Felipe von Spanien: So läuft der Thronwechsel ab

Prinzessin Letizia und Kronprinz Felipe von Spanien
Bald Königin und König: Letizia und Felipe von Spanien © PI

Kurz vor der Zeremonie werden neue Details bekannt

Mit Rücksicht auf die Wirtschaftskrise will Spanien seinen neuen König ohne großen Pomp krönen. Allzu bescheiden soll die Zeremonie aber auch nicht ausfallen. So werden am 19. Juni die Krone und das Zepter als Symbole der spanischen Monarchie neben dem neuen König auf einem roten Samtkissen liegen. So war es schon, als Juan Carlos im November 1975 zum Monarchen proklamiert wurde. Und so wird es auch sein, wenn sein Sohn als König Felipe VI. vereidigt wird.

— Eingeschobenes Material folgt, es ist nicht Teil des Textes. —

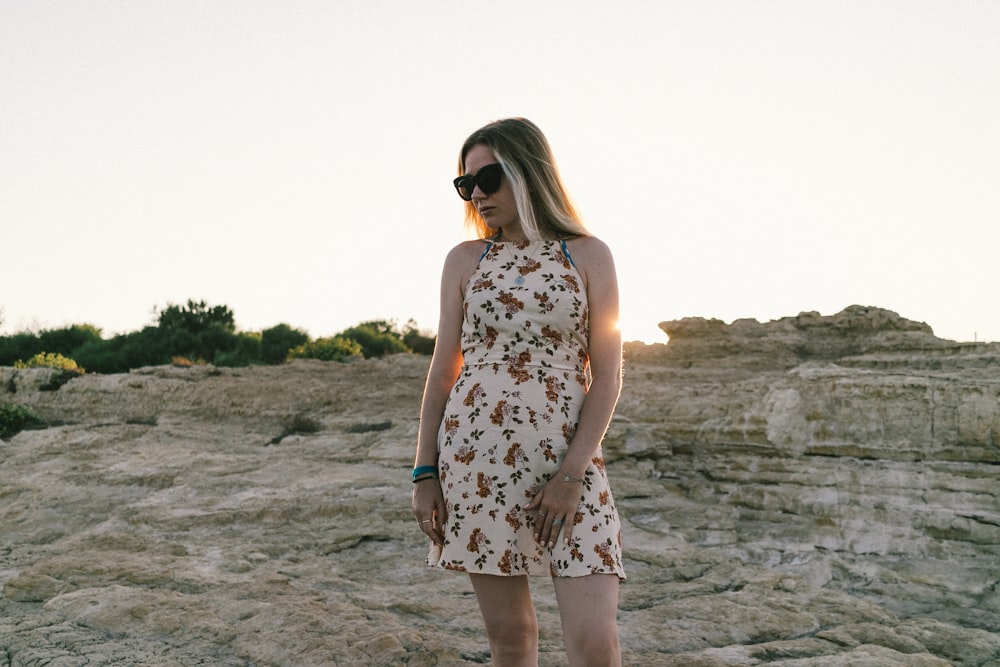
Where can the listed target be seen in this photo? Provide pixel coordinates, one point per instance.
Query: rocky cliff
(810, 491)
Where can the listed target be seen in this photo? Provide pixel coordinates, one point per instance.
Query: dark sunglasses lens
(489, 178)
(465, 185)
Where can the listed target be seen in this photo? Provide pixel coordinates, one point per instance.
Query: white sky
(293, 160)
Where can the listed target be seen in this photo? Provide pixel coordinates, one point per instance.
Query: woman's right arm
(446, 363)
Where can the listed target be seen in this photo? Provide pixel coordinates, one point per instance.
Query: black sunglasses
(487, 178)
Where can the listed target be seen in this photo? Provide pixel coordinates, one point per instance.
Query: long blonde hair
(543, 205)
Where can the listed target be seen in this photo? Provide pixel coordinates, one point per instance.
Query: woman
(509, 479)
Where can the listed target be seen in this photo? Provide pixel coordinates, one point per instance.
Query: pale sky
(293, 160)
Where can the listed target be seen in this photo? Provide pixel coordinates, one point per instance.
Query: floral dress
(511, 416)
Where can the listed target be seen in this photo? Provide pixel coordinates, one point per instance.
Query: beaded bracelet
(424, 472)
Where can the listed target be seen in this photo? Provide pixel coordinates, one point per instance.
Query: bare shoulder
(463, 258)
(590, 253)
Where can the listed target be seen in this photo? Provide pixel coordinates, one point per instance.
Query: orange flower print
(604, 551)
(474, 393)
(485, 485)
(465, 455)
(552, 387)
(500, 412)
(490, 338)
(515, 367)
(476, 539)
(514, 454)
(552, 335)
(530, 266)
(504, 564)
(510, 303)
(544, 302)
(482, 284)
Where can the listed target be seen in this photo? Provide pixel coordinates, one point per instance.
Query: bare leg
(509, 615)
(588, 607)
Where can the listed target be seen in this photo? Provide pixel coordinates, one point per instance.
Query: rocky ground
(811, 491)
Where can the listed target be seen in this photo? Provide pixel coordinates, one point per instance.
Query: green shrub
(278, 341)
(335, 348)
(242, 349)
(417, 341)
(16, 418)
(50, 360)
(196, 317)
(377, 338)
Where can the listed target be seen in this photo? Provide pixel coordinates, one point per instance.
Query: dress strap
(489, 244)
(562, 243)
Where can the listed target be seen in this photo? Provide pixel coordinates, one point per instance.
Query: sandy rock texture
(810, 491)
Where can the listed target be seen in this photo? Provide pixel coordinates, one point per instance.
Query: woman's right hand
(429, 509)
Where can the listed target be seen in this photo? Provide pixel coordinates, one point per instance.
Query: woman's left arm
(557, 501)
(605, 348)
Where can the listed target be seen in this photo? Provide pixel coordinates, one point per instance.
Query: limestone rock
(816, 491)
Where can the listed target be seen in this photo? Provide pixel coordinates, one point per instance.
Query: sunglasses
(487, 178)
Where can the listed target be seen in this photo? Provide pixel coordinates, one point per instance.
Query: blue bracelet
(423, 470)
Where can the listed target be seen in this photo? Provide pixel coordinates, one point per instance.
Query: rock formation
(810, 491)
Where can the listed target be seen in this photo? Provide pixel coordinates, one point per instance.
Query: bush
(50, 360)
(336, 348)
(64, 341)
(278, 341)
(16, 418)
(242, 349)
(377, 338)
(417, 341)
(196, 317)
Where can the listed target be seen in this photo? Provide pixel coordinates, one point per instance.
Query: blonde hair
(543, 205)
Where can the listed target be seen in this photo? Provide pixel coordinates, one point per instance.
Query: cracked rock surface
(812, 491)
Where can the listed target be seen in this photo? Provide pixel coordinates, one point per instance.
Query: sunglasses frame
(469, 182)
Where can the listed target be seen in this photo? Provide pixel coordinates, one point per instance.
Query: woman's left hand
(555, 506)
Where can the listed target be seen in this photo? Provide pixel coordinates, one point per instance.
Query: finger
(568, 532)
(557, 525)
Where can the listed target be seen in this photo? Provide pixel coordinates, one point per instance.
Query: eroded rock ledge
(811, 491)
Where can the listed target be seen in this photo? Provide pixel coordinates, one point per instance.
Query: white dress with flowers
(511, 416)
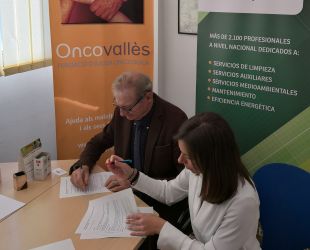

Auch der Schauplatz wird derselbe sein: der Plenarsaal des spanischen Parlaments. Ansonsten wird bei der feierlichen Zeremonie zur Vereidigung von Felipe Einiges anders sein als vor knapp 39 Jahren. Der Vater hatte den Eid damals noch „bei Gott und den heiligen Evangelien“ auf das Grundgesetz der Franco-Diktatur abgelegt. Der neue König wird - wahrscheinlich ohne religiöse Formeln - schwören, dass er die demokratische Verfassung von 1978 wahren und die darin enthaltenen Pflichten erfüllen werde. Die genaue Eid-Formel steht derzeit noch nicht fest.

Die Spanier müssen bei der Planung des historischen Moments improvisieren, denn sie betreten mit der Zeremonie Neuland. In der Verfassung stehen dafür keine Regeln, und seit der Wiedereinführung der Demokratie gab es keinen Thronwechsel, der jetzt als Muster dienen könnte. Juan Carlos war seit dem Ende des Franco-Regimes und der Rückkehr zur Demokratie immer König gewesen - bis der 76-Jährige Anfang voriger Woche überraschend seine Abdankung ankündigte.

Wenn Felipe (46) und Letizia (41) am Vormittag des 19. Juni das Parlament betreten, werden sie bereits seit gut zehn Stunden König und Königin von Spanien sein. Am Vorabend wird Juan Carlos im königlichen Palast als seine letzte Amtshandlung das Gesetz zu seiner eigenen Abdankung unterzeichnen. Das Abdankungsgesetz erscheint am Donnerstag um 0.00 Uhr im Amtsblatt. Es wird damit rechtskräftig. Von diesem Moment an ist Felipe König und Staatsoberhaupt.

Auch wird Juan Carlos bei der Vereidigung seines Sohnes nicht dabei sein. „Das wäre aber kein Affront, sondern ein Zeichen royalen Respekts“, so Adelsexperte Michael Begasse. „Mit seiner Abdankung am Tag zuvor ist Juan Carlos kein König mehr und hat dadurch auch freiwillig seine bisherigen Privilegien aufgegeben.“

Der neue Monarch wird vor den Abgeordneten beider Kammern des Parlaments eine Rede darüber halten, wie er sich seine Amtsführung vorstellt. Anschließend nimmt er vor dem Kongress eine Militärparade ab und fährt mit Letizia durch das Zentrum von Madrid zum königlichen Palast. Nach Informationen der Zeitung ‚El País‘ würde Felipe gerne in einer offenen Limousine durch die Straßen fahren, um einen besseren Kontakt zur Bevölkerung zu haben. Das wird aus Sicherheitsgründen wohl nicht möglich sein.